Followers of my musings and crosser outbursts will know my views about politicians’ frequent displays of ignorance of the science relating to badgers and TB, their fawning to a worried farming lobby who have been misled and the government’s support of cruelty to these sentient mammals (to the badgers, that is, not the politicians!). Many of us have protested and scientists have pointed out the evidential failings in the badger culling policy. Nevertheless, badgers continue to be slaughtered at eye-popping rates. The Badger Trust says more than 67,000 badgers have been killed since 2013. I repeat: more than sixty-seven thousand! And this is happening over a steadily increasing area that now stretches from Cornwall to Cheshire. Many of us have been questioning not only the blatant cruelty of this policy against one of our favourite mammals, the very mascot of the County Wildlife Trusts, but also the efficacy of the whole programme.
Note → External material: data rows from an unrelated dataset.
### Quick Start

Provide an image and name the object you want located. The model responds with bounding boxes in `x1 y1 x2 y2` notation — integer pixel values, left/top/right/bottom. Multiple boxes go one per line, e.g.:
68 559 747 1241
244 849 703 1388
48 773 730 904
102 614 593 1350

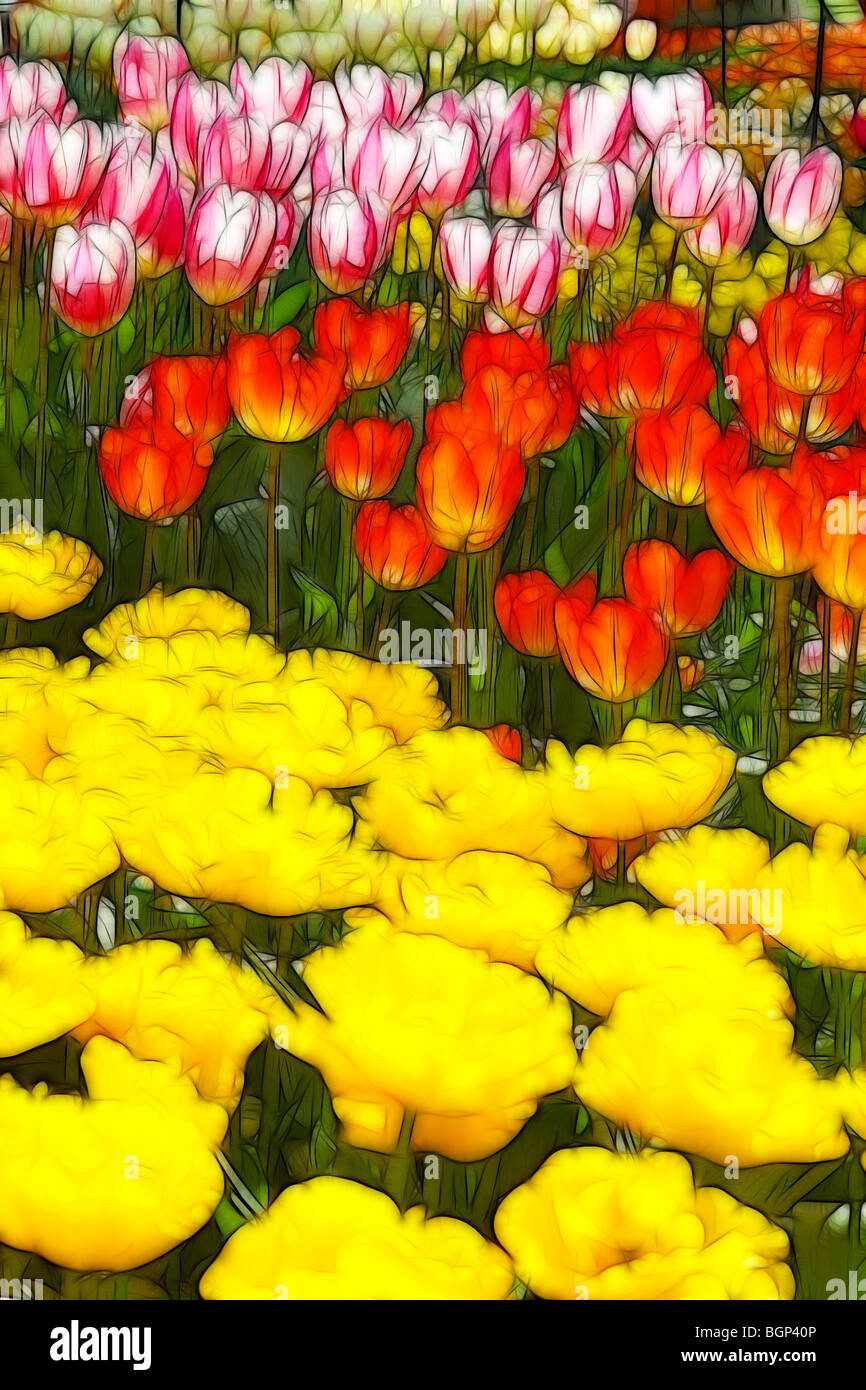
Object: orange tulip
324 417 411 502
416 418 525 555
493 570 562 656
227 328 346 443
354 502 448 589
99 420 214 521
623 541 734 638
631 406 721 507
555 577 669 705
313 299 424 391
569 302 716 418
The science has been ignored by government for a long while but it is hard to continue in the face of the latest research by the Zoological Society of London, conducted by a team under the leadership of Cally Ham. Using tracking collars on badgers, they have found in their field research that the animals range over an area more than 60% greater in extent as a result of culling. Actual contact between badgers and cattle has been shown to be rare – faeces and urine are more likely to be vectors of bovine tuberculosis than physical contact. It follows that, with badgers travelling further into more fields where of course they urinate & defaecate, the risk of TB transmission to cattle increases even though there are fewer badgers. This work provides yet more evidence of the unintended adverse consequences of badger culling that scientists and naturalists have been warning about for years.

Not only that, but culling was found to encourage badgers to stay longer in their setts by about 1.5 hours every night on average, which makes them harder to shoot. Apart from, surprise surprise, an aversion to being shot, this seems likely to be because, with fewer badgers foraging in an area, food is easier to find.

Vaccination is not so easy but eliminates the problems associated with culling, Wales already uses it and does not cull. Cornwall is looking at a large scale vaccination trial. Hopefully, others will start listening to the scientists and follow suit.

You can read the paper in the Journal of Applied Ecology, DOI: 10.1111/1365-2664.13512.

Betts Ecology have several thriving and healthy badger setts on our estates. They are protected by law and fortunately they are not in cattle farming areas but you can rest assured we will not allow our badgers to be shot on the whim of politicians pandering to shouty misinformed lobbyists.